Let $A$ be a nonunital $C^{\ast}$-algebra and let $B$ be a unital $C^{\ast}$-algebra such that $A \subseteq B.$ Then $A + \mathbb C 1_{B} : = \left \{a + \lambda 1_{B}\ |\ a \in A, \lambda \in \mathbb C \right \}$ is a unital $C^{\ast}$-subalgebra of $B$ and is isometrically isomorphic to the unitization $A^+$ of $A,$ where $A^+ = A \oplus \mathbb C$ equipped with the componentwise addition and scalar multiplication by complex numbers and the product, involution and norm are defined respectively in the following way $:$
For any $(a,\lambda), (b, \mu) \in A^+$
$(1)\ (a,\lambda) \cdot (b,\mu) = (ab + \lambda b + \mu a, \lambda \mu),$
$(2)\ ((a, \lambda))^{\ast} = \left (a^{\ast}, \overline {\lambda} \right ),$
$(3)\ \|(a,\lambda)\|_{1} = \sup\limits_{\substack {b \in A \\ \|b\| \leq 1}} \|ab + \lambda b\|.$
I have managed to prove almost everything except the fact that the map $a + \lambda 1_{B} \longmapsto (a,\lambda)$ is an isometry. For this I need to show that $$\|a + \lambda 1_{B}\| = \sup\limits_{\substack {b \in A \\ \|b\| \leq 1}} \|ab + \lambda b\|.$$ It is clear that RHS $\leq$ LHS. How to prove the other way round? Any help or suggestion in this regard would be warmly appreciated.
Thanks a bunch.
Let's start with a lemma:
Lemma: If $\phi: A \to B$ is a $*$-isomorphism between $C^*$-algebras, then $\phi$ is isometric.
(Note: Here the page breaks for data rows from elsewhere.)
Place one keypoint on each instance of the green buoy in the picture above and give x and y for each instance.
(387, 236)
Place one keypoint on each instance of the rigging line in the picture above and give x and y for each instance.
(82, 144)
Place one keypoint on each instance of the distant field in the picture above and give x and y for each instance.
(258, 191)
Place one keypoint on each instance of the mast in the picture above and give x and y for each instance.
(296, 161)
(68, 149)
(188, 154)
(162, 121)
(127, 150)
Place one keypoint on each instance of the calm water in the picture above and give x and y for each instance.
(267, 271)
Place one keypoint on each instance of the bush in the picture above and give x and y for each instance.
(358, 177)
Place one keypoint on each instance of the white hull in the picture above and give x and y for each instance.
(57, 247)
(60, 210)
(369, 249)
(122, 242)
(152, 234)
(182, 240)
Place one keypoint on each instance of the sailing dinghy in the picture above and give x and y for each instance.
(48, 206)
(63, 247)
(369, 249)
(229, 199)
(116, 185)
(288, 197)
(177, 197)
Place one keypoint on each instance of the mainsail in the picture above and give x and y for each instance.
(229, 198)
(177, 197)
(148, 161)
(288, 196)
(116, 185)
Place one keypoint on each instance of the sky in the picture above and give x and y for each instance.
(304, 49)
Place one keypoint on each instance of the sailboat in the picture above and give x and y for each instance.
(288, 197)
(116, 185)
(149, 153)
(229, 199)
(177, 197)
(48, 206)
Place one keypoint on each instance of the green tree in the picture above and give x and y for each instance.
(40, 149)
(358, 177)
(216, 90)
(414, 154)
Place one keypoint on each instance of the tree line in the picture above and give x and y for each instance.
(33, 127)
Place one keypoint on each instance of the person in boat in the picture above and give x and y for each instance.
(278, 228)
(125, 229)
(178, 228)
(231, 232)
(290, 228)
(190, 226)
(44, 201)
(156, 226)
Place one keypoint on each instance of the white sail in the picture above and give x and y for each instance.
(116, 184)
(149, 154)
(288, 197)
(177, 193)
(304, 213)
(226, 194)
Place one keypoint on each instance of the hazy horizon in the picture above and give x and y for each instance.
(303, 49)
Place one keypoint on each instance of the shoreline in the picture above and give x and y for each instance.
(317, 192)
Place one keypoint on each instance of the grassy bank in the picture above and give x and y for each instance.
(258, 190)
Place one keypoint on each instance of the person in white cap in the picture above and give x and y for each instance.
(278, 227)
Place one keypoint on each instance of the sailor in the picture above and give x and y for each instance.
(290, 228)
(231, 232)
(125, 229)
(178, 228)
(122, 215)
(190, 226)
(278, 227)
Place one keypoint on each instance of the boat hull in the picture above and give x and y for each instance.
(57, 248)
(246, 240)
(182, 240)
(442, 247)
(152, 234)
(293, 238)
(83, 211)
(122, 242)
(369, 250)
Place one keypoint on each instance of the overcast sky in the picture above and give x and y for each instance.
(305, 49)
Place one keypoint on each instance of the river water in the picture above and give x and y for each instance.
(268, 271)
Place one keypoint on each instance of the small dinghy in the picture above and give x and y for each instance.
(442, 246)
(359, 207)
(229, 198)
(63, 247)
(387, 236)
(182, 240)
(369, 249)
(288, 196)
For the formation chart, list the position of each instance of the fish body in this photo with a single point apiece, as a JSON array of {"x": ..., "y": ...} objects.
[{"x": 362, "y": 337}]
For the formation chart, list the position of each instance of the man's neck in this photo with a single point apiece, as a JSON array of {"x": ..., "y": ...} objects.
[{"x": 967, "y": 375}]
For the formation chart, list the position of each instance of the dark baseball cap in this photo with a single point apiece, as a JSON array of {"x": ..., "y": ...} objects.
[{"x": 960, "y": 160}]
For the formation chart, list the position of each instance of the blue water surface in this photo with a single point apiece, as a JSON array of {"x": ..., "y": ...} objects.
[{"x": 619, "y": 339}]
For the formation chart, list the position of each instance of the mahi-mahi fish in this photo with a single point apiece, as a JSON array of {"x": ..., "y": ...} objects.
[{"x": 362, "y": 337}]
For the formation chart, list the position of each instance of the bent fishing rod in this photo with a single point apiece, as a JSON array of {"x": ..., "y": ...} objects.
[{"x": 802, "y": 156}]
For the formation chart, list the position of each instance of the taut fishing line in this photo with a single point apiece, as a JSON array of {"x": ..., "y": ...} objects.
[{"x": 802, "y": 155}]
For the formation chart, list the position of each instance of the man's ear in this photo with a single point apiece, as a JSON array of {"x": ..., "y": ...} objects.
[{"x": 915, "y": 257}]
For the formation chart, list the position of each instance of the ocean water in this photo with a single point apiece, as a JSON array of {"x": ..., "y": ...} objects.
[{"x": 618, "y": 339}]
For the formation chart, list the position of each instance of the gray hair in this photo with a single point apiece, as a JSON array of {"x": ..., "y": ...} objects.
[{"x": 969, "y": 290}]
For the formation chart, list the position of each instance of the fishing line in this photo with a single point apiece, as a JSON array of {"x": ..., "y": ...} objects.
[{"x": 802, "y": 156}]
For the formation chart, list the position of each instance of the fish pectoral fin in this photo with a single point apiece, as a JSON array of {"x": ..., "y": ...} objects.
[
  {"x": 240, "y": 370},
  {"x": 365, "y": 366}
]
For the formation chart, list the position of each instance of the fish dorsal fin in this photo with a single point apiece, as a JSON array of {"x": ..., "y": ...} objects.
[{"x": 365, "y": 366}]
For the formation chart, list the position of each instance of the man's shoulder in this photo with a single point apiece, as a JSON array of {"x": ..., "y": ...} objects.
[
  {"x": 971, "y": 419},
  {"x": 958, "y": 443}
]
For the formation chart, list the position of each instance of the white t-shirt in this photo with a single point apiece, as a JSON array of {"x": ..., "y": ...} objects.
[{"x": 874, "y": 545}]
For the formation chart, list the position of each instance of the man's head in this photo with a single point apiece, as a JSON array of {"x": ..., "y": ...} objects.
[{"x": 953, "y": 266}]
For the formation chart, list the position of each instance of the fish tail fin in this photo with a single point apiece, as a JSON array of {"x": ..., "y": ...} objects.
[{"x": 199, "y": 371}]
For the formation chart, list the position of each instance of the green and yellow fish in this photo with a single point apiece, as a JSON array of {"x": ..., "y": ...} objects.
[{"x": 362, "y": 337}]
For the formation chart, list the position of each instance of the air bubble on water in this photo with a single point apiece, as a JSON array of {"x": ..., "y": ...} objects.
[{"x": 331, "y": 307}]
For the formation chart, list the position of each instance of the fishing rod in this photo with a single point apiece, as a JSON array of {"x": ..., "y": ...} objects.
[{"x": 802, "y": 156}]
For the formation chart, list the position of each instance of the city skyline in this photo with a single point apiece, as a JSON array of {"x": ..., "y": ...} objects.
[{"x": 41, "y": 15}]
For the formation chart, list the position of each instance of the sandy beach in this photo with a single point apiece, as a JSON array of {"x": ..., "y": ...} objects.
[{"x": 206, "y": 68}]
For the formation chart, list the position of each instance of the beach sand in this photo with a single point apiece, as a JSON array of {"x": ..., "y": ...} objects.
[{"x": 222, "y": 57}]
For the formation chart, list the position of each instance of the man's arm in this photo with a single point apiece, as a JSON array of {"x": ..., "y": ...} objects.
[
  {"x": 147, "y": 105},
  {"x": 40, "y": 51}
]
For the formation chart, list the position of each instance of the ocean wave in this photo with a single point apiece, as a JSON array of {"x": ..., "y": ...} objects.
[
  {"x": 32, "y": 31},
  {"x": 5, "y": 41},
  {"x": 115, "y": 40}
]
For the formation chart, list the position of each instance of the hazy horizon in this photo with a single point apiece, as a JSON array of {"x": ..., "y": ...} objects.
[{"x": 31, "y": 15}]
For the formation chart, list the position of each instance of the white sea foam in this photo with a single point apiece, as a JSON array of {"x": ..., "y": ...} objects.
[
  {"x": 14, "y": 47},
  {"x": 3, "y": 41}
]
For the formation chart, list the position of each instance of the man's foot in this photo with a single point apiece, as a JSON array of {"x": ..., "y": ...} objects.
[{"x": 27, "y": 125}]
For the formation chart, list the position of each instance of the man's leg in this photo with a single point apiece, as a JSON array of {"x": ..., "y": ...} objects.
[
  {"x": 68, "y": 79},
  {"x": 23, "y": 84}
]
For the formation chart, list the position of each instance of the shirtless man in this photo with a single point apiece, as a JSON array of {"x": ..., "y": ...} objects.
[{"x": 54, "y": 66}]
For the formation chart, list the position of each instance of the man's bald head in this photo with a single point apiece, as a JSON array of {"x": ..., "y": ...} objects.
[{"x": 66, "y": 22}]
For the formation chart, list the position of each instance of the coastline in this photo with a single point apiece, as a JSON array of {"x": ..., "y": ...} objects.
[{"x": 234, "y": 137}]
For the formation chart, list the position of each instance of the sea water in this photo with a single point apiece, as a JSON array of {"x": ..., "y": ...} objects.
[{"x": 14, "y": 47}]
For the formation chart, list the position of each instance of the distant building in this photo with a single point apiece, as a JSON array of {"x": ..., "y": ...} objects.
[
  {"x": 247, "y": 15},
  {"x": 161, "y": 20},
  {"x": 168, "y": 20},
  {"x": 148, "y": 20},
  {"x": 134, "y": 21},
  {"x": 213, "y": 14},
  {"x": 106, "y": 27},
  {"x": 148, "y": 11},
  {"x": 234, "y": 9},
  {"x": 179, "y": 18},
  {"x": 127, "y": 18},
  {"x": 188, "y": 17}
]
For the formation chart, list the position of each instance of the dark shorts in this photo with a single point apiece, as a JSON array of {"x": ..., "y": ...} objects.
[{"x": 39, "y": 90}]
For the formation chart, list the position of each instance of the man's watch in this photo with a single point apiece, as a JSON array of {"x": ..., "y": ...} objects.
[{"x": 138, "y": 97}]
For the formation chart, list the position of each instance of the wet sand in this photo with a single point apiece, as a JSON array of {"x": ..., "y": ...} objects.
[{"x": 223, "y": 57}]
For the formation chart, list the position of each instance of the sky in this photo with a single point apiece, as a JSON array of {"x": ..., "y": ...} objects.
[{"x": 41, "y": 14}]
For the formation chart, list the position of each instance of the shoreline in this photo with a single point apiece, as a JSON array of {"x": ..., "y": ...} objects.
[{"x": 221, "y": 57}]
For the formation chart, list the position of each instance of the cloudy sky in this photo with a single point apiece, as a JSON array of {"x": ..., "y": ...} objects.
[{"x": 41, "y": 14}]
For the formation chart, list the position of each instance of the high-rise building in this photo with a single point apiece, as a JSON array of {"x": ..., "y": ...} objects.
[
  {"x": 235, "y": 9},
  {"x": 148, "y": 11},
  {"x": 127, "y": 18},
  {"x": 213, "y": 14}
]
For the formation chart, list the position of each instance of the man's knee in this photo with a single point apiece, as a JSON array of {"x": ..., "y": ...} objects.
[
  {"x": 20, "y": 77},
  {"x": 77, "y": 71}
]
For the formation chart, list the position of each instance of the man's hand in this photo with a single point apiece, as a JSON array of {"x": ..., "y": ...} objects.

Proof lemma: Define a norm $|||a|||:= \|\phi(a)\|_B$ on $A$. Routine verification shows that this is a $C^*$-norm on $A$. By uniqueness of the $C^*$-norm, we obtain $\|a\| = \|\phi(a)\|$ for all $a \in A$, so $\phi$ is isometric. $\quad \square$
Consider the map $$\Psi: A^+ \to A + \mathbb{C}1_B: (a, \lambda) \mapsto a + \lambda 1_B.$$ This is a $*$-homomorphism, because $$\Psi((x, \lambda)(y, \mu)) = \Psi (xy + \lambda y + \mu x, \lambda \mu) = xy + \lambda y + \mu x + \lambda \mu 1_B$$ and $$\Psi(x,\lambda)\Psi(y,\mu) = (x + \lambda 1_B) (y + \mu 1_B) = xy + \mu x + \lambda y + \lambda \mu 1_B.$$ Clearly, this map is also injective, because if $a+ \lambda 1_B = 0$, then $a= -\lambda 1_B$, which implies $\lambda = 0$ since $1_B \notin A$ (or $A$ would be unital) and thus also $a=0$.
It follows that $\Psi$ is a $*$-isomorphism. In particular, it is isometric, and the desired equality of norms follows from this.